Sich psychologische Hilfe zu holen ist leider auch im Jahr 2022 noch ein Tabuthema. Dennoch hat Corona die Thematik aus dem Schatten geholt. Zwei Jahre Pandemie hinterlassen sichtbar ihre Spuren in der Gesellschaft. Medial thematisiert wird dabei immer wieder die Belastung für Jugendliche, für die diese Zeit eine große Herausforderung darstellt, die leider viel zu wenig beachtet wurde. Aber auch alle anderen Altersgruppen haben mit unterschiedlichen Belastungen zu kämpfen – fast jeder Mensch erlebt im Laufe seines Lebens zumindest eine Krise.

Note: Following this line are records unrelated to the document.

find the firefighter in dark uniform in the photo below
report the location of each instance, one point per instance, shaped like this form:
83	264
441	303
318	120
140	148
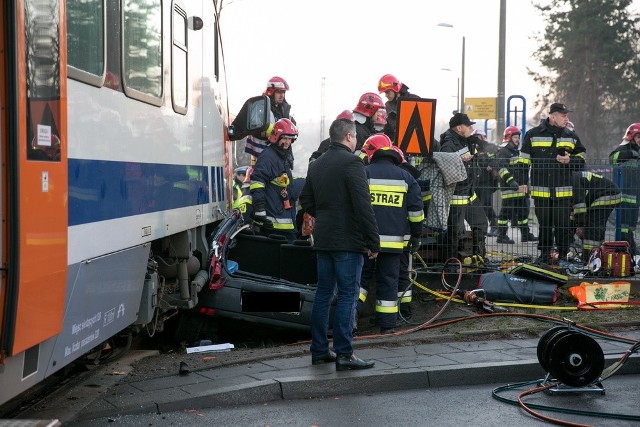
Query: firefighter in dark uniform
396	200
514	184
553	152
464	203
594	197
626	160
485	177
240	173
394	90
363	115
274	208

Für Betroffene ist es oft schwer professionelle Hilfe in Anspruch zu nehmen. Einerseits kostet es viel Mut sich mit solchen Themen an fremde Menschen zu wenden, andererseits ist das Angebot für viele sehr undurchsichtig. An wen soll man sich wenden, um die richtige Behandlung oder Unterstützung zu bekommen? In diesem Artikel möchte ich einen Überblick der unterschiedlichen Berufsgruppen geben, die in Österreich psychologische Hilfe anbieten.
PsychiaterIn
Hierbei handelt es sich korrekt formuliert um „FachärztInnen für Psychiatrie und Psychotherapeutische Medizin“.
Ausbildung
Zuerst muss das sechsjährige Medizinstudium abgeschlossen und anschließend noch einmal sechs Jahre Facharztausbildung absolviert werden. Diese erfolgt überwiegend im Krankenhaus, kann aber auch teilweise in Rehabilitationszentren oder ambulanten Einrichtungen stattfinden.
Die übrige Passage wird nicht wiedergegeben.